When Loss Becomes Something You Can Touch

There’s a particular kind of quiet that settles after a wildfire. Not peaceful, not comfortable, just a heavy stillness where something used to be. In January 2025, the Eaton Fire burned through Altadena in the foothills of Los Angeles for twenty-five days, taking nineteen lives and destroying more than 9,000 structures. It became the second most destructive wildfire in California history, leaving behind charred earth and the skeletal remains of trees that once shaded neighborhoods and backyards.

A year later, at Marta gallery in Los Angeles, 22 local artists and designers are doing something quietly radical with what’s left. The exhibition “From the Upper Valley in the Foothills” transforms salvaged wood from those burned Altadena trees into chairs, stools, benches, bowls, and other functional objects. Curated by sculptor Vince Skelly with material support from Angel City Lumber, the show runs through January 31st and offers a different kind of memorial.

Designer: Vince Skelly (curator)

This isn’t your typical tribute. There are no plaques, no somber photographs, no distance between you and the disaster. Instead, you’re invited to sit on it, hold it, contemplate it. The wood itself, sourced from species like Aleppo pine, cedar, coastal live oak, and shamel ash, carries visible traces of fire damage, smoke marks, and irregular grain patterns. Each piece holds a kind of double existence: both the tree it was and the home it might have shaded.

Skelly wanted the exhibition to feel like a true community response, so he focused on local designers and artists who each had their own experiences with the fires. The resulting collection is remarkably varied. Some pieces lean sculptural and contemplative, others embrace pure functionality.
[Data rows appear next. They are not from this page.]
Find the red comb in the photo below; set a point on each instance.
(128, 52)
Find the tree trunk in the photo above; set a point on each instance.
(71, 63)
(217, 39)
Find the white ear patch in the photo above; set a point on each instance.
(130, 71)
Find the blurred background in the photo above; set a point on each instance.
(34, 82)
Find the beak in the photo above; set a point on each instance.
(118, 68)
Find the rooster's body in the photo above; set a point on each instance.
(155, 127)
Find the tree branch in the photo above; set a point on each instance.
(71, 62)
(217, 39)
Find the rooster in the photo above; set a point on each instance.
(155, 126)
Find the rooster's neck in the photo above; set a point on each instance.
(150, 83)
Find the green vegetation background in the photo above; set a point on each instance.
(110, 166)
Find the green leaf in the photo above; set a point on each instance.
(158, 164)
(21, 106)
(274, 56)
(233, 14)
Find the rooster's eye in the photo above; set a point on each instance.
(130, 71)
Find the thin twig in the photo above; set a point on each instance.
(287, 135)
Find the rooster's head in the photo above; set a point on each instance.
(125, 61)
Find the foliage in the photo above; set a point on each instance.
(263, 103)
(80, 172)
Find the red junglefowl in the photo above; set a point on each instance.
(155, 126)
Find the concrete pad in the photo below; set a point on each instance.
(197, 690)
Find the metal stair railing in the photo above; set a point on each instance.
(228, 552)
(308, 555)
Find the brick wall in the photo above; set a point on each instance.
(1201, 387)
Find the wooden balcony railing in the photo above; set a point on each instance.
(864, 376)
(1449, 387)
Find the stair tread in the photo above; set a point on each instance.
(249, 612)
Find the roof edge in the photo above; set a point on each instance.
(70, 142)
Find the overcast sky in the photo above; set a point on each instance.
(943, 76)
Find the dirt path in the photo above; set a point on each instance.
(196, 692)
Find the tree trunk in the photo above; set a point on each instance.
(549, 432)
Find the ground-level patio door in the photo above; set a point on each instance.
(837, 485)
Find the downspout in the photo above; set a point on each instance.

There’s Doug McCollough’s decorative bowl, Tristan Louis Marsh’s floral stool, and Base 10’s Watari bench, each handling the material’s history differently.

What makes this work compelling is the tension between destruction and creation. Angel City Lumber, a local mill that sources downed trees for community projects, collected the wood cleared from Altadena after the fire. By transforming debris into design objects, the exhibition reframes devastation not as an ending but as an uncomfortable, complicated beginning. The burned wood becomes a vessel for memory, loss, and whatever regeneration might look like.

Function here isn’t just practical. It’s conceptual. These chairs and benches aren’t simply places to rest, they’re propositions about how devastated spaces might once again support everyday life. The act of sitting on a stool made from fire-damaged oak becomes a small gesture of reclamation, a way of saying that what was lost can still hold weight, still serve a purpose, still matter.

The exhibition also raises quieter questions about the role of artists and designers during climate instability. Is it enough to make beautiful objects from catastrophe? Does craft honor the loss or aestheticize it? The show doesn’t offer easy answers, but it does suggest that making something useful from what remains is its own kind of resistance. There’s dignity in refusing to let devastation be the final word.

Marta’s presentation feels particularly resonant because it acknowledges that these objects are meant to be touched and experienced, just like the forests they come from. In an era when wildfires are becoming annual events and California’s landscape is increasingly defined by cycles of burning and rebuilding, this direct engagement feels necessary. The wood doesn’t let you forget what happened, but it also doesn’t let you look away.

What stays with you after visiting “From the Upper Valley in the Foothills” isn’t any single piece but the cumulative effect of seeing 22 different responses to the same material. Each designer grappled with the same scarred wood and found their own way through it. Some leaned into the damage, others smoothed it away. Some made monuments, others made chairs. Together, they create a portrait of a community trying to process an event that reshaped not just the landscape but the psyche of an entire city.

The exhibition is both memorial and workshop, grief and pragmatism sitting side by side. It suggests that sometimes the best way to honor what’s lost is to build something from the wreckage, to take what the fire left behind and give it a second life. Not as a replacement for what was, but as a reminder that even in the aftermath, there’s still wood to work with, still hands to shape it, still a future that needs furniture.